Quebec announces limited action to protect workers from asbestos harm

Mon, Aug 31, 2020

Asbestos

Kathleen Ruff, RightOnCanada.ca

The Quebec government has officially announced that it will change its law on occupational health and safety so as to make the asbestos exposure standard for workers ten times more rigorous. This is good news that is long overdue.

The bad news, however, is that the government intends to exclude asbestos fibres that are less than 5 micrometres in length.

In its report released this month the independent Commission of Inquiry into the health risks of asbestos called on the Quebec government to respect scientific evidence and take immediate action to make Quebec’s asbestos exposure regulation ten times stricter, i.e. to change it from 1 f/cc (1 asbestos fibre per cubic centimetre of air) to 0.1 f/cc, as is the law set by the Canadian government and other countries. The Commission noted that scientific evidence shows that fibres less than 5 micrometres also cause harm to health. The Commission called on the Quebec government to examine the need to change its regulation so as to comply with the most recent scientific evidence and include asbestos fibres less than 5 micrometres in length.

The government is currently refusing to comply with that recommendation.

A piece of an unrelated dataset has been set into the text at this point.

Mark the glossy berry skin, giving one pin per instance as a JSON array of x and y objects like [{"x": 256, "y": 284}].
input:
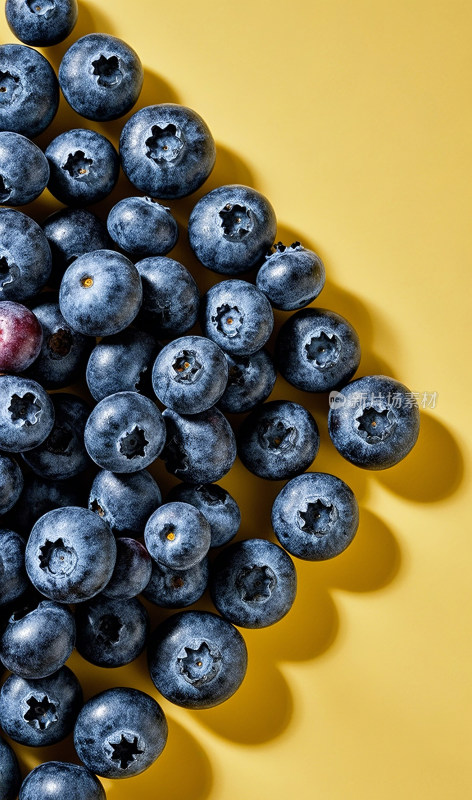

What is worse is that Quebec’s Occupational Health and Safety Commission (Commission des normes, de l’équité, de la santé et de la sécurité du travail, CNESST), whose purpose is supposed to be to protect workers’ health, is opposing the Commission’s recommendation to include shorter asbestos fibres. A spokesperson for the CNESST argued against the Commission’s recommendation, stating that by refusing to include shorter fibres, Quebec is in harmony with the the United States. The United States is an outlier among western countries in rejecting the scientific evidence on asbestos and refusing to ban it. Indeed, US President Donald Trump is such an enthusiastic denier of asbestos harm that Russian asbestos mines have used his picture and name to help sell their asbestos.

It is shocking that the CNESST wishes Quebec to model itself on a country that denies the science on asbestos and continues to allow its use.

The CNESST has for decades failed to protect Quebec workers from asbestos harm. It has been, and continues to be, under the influence of the asbestos industry and privileges industry interests ahead of workers’ lives.

The CNESST also fails to protect asbestos victims who appeal to it for help. Workers dying because of having been exposed to asbestos have had to face employers who for years hid workers’ chest x-rays that showed asbestos disease and refused to pay compensation awarded by the CNESST. Thanks to the courage and determination of a woman, Sylvie Provost, whose father, Réjean Provost, died from asbestosis in 2017, a Quebec labour court has ordered the company her father worked for, Kronos, to pay $160,000 to the family. There was asbestos everywhere in the factory, even in dust samples taken from the floor, stated the judgment. Other workers from the company have sought compensation, so far without success.

How many more workers are dying without support? asks Sylvie Provost.

80% of deaths from occupational disease recognized by the CNESST are caused by asbestos exposure.

It is time for the Quebec government to show integrity and leadership on the asbestos issue and fully support the recommendations of the Commission of Inquiry, which will prevent more asbestos deaths and provide some justice to asbestos victims.